Updated: Nov 15, 2019


SOUL Food Salon went on a field trip to the amazing garden of Lisa Putnam!

LISA PUTNAM Lisa has a BS in Agricultural Economics from UC Davis. She also studied nutrition science there. She currently operates a small sustainable organic farm in Woodside and is a lifetime gardener, a UC Master Gardener (1999) and Master Composter (2010). Lisa’s passions are composting and the soil food web. She teaches both summer and winter vegetable gardening at Lyngso’s, Common Ground and several local garden clubs.

KATHLEEN PUTNAM Kathleen is a professional organic vegetable gardener and a certified arborist serving the Mid-Peninsula. She has a degree in Environmental Horticulture from City College of San Francisco and is a UC Master Gardener. She teaches classes about vegetable gardening and fruit tree pruning throughout the Bay Area, at Common Ground, Lyngso, San Francisco Community Gardens, Los Altos Garden Club, Portola Valley Garden Club, San Mateo Master Gardeners and the San Francisco Professional Gardeners Association.

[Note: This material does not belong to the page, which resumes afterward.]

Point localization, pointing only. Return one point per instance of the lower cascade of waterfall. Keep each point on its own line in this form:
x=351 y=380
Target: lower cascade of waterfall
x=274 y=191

We are so lucky to live in a place with year-around gardening opportunities. This time of year is perfect for planting your summer garden and enjoying succulent tomatoes, gorgeous eggplant, vibrant peppers, unusual and tasty cucumbers, summer squash, summer grown winter squash, fresh corn, edamame, basil … summer abounds with possibilities! In this class we touched on fall, winter and spring vegetable gardening, from seed to harvest. There was a focus on soil health and best practices for keeping your soil alive and well. We also reviewed how and why to compost to feed your soil, which in turn, feeds your plants!


Click here for the warm and cool vegetable planting chart.

Click here to view the salon powerpoint.

RESOURCES

NOTES FROM SALON:

SOIL:

It is important to maintain and enhance the life in the soil.

How to keep it alive- add organic matter in the form of compost.

Carbohydrates produced in photosynthesis are stored in the roots of plants. Roots support the life of the soil. The microbes in the soil need the carbohydrates. The plants need nitrogen and phosphorus and many nutrients which they get from the microbes.

  • If weeding your garden - leave the roots. All roots are good.

  • Grow a diversity of plants, the enhance the diversity of microbes that live in the soil.

  • Put compost (either your own or Diestel Structured Compost from Lyngso) 2-3 inches high and then put straw mulch on top of the compost. The mulch helps hold water.

  • Feed the soil food web rather than the plant. The plant will fend for itself.

  • Seed and seedlings- shop at Half Moon Bay Nursery, Wegman’s or Sloat.

  • Heirloom variety- the seeds will be true to itself. These have been around for a long time.

  • Hybrid variety- a combo of the mom and dad. It is unpredictable.

TOOLS:

  • Hand pruners by ARS or Filco

  • Soil knife - AM Leonard (also called a horihori - it is a Japanese tool).